But his announcement in November 1995 that he had secured an exclusive with the most sought-after person in the world – the person who had turned down interview requests from Oprah Winfrey, David Frost and Barbara Walters – seems to have generated a reaction rather like: “Gosh, how marvellous! I wonder what else Father Christmas will bring?”
Were they knaves or just fools? Perhaps a little of both – but what mattered for their career prospects then and later was that they were thoroughly Birtist knaves and fools.
One BBC manager, the hapless Tim Suter, then managing editor of current affairs – and, by a bizarre coincidence, a former English teacher who taught Diana’s brother at Eton – provides a priceless moment of comedy in Dyson’s report. When asked to admonish Bashir
for having lied about the forgeries, Suter wrote a note that might have come straight out of the long-running comedy Yes Minister: “I have consulted Tony Hall and others within the senior management of News and Current Affairs, and it is clear to us, from the account you have given and from the corroboration we have received, that your dealings with the Princess in securing the interview were” – pause for comic effect – “absolutely straight and fair.”

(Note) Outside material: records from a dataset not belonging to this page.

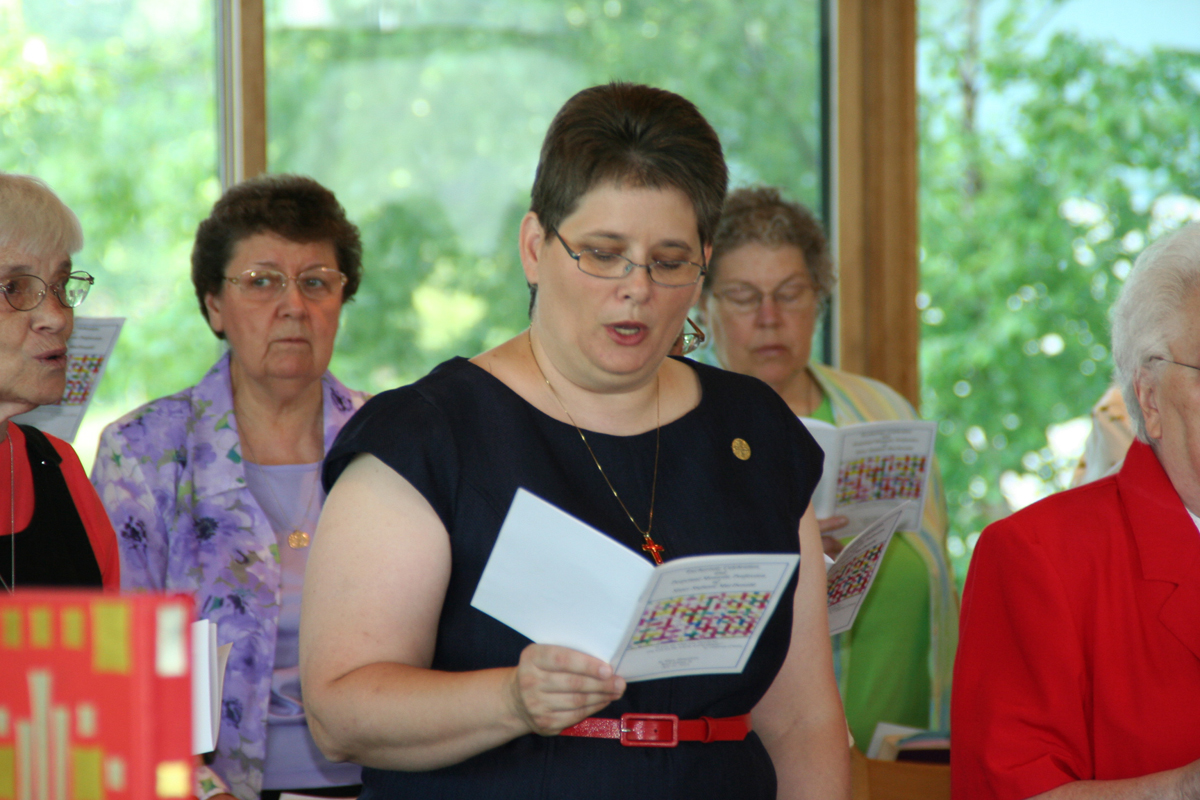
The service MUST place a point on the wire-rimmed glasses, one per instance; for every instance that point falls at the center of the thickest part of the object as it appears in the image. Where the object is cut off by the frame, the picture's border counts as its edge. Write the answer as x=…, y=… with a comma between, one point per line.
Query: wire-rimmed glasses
x=1177, y=364
x=613, y=266
x=316, y=283
x=27, y=292
x=791, y=296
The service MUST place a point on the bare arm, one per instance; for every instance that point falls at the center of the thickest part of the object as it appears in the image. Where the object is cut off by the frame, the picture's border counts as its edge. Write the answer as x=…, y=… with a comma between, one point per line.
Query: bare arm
x=372, y=596
x=1182, y=783
x=801, y=719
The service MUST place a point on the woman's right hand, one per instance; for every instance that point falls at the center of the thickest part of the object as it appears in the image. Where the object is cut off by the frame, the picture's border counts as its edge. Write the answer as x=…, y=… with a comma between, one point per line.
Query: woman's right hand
x=555, y=687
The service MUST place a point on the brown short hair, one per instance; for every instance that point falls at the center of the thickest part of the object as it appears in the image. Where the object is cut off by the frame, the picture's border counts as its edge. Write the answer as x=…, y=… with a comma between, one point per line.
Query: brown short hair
x=760, y=215
x=629, y=134
x=293, y=206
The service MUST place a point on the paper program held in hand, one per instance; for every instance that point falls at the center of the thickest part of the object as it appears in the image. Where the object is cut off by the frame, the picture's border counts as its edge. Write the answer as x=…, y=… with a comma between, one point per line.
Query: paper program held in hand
x=559, y=581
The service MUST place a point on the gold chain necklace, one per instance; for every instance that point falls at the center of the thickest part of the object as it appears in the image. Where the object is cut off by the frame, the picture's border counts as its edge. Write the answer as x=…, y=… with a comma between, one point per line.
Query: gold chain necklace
x=298, y=539
x=649, y=545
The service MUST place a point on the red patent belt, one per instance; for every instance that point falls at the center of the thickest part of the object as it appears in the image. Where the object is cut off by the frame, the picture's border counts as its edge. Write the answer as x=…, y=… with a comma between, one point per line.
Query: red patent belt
x=660, y=729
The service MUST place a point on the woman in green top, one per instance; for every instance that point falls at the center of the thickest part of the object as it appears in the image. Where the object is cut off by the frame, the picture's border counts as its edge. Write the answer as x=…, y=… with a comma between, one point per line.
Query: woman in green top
x=769, y=278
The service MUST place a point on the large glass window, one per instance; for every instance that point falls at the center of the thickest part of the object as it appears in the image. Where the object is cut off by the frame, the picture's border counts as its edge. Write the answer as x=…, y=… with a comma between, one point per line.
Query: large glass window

But that astonishing lack of perception and common sense was no hindrance to rising high in Birt’s BBC. A small band of brothers, which included Suter and Hall, knew all theunsavoury details of the Bashir affair according to the report, but why did their consciences not trouble them enough to expose the scandal or oppose the cover-up?
It is barely credible that after Suter left the BBC in 1999, he helped create Ofcom, the body that polices standards of honesty and fair play in television. He remained a board member until rather hastily resigning last month, following publication of Lord Dyson’s report.
Tony Hall, ennobled in 2010 as Baron Hall of Birkenhead, served seven years as BBC director general, before switching to become chairman of the National Gallery in September 2020. He quit that post two days after Dyson’s scathing assessment of his role in the scandal.
Lord Birt, meanwhile, served as BBC director general until 2000, when he was ennobled as Baron Birt of Liverpool. He wielded considerable power as a strategy adviser inside Tony Blair’s No10, and has since held a string of lucrative business posts. He emerged from Dyson’s assessment somewhat tarnished, but, certainly on the evidence of last week’s display before MPs, completely unbowed.
David Frost, with John Birt just behind the camera, famously prodded Nixon into his moving apology with the words: “Unless you say it, you’re going to be haunted for the rest of your life.”
Lord Birt, it seems, is made of much sterner stuff than tricky Dickie.